The Impersonators
- First edition
- Author: Jessica Anderson
- Cover artist: 'Dreaming in the Street' by Charles Blackman, 1960
- Language: English
- Genre: Novel
- Publisher: Macmillan, Australia
- Publication date: 1980
- Publication place: Australia
- Media type: Paperback
- Pages: 252pp
- ISBN: 0-333-29925-6
- OCLC: 8219612
- Dewey Decimal: 823 19
- LC Class: PR9619.3.A57 I5
- Preceded by: Tirra Lirra by the River
- Followed by: Taking Shelter

= The Impersonators =

1980 novel by Australian author Jessica Anderson

The Impersonators (1980) is a Miles Franklin Award-winning novel by Australian author Jessica Anderson. It was published in the United States under the alternative title The Only Daughter.

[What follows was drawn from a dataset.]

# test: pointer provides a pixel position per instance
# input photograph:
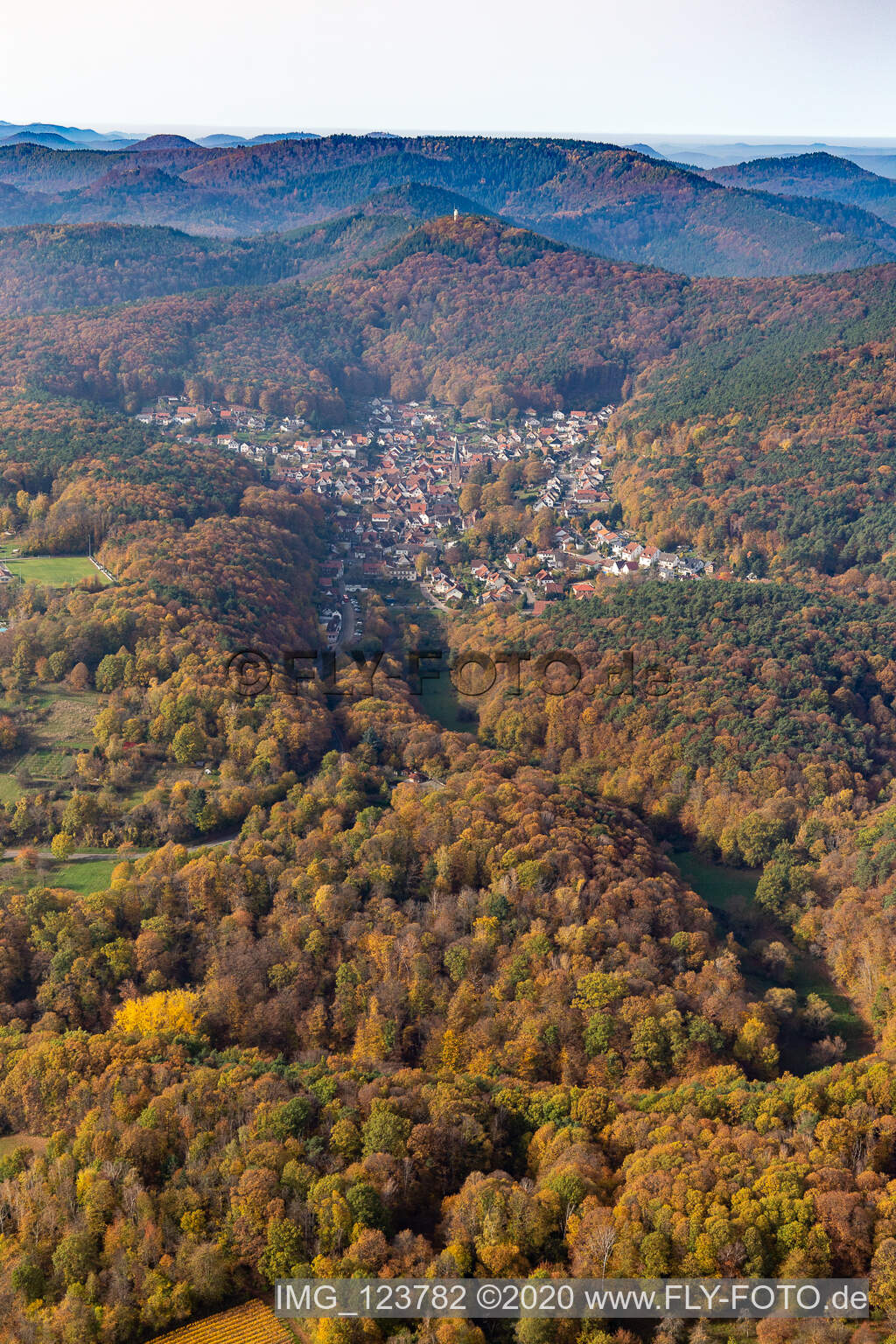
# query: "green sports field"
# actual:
(54, 570)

The novel won both the Miles Franklin Award in 1980, and the New South Wales Premier's Literary Awards, Christina Stead Prize for Fiction in 1981.

==Plot outline==

The novel details Sylvia Foley's return to Australia after having lived in England for twenty years. Having come to the conclusion that worldly possessions and marriage are the main stumbling blocks to achieving freedom, Sylvia returns to find each of her Australian relatives bound by both constraints, making them "impersonators."

==Critical reception==

Hope Hewitt, in The Canberra Times, found a lot to like about the novel but ultimately stated: "I cannot rate this book quite as high as its predecessor: it is hard to get into; the problem of family relationships bedevils personal ones. Its finish is less easy to rest with. But then it is working on a much more ambitious scale, exploring a vast theme within a complex and splendidly-realised group of Australian figures."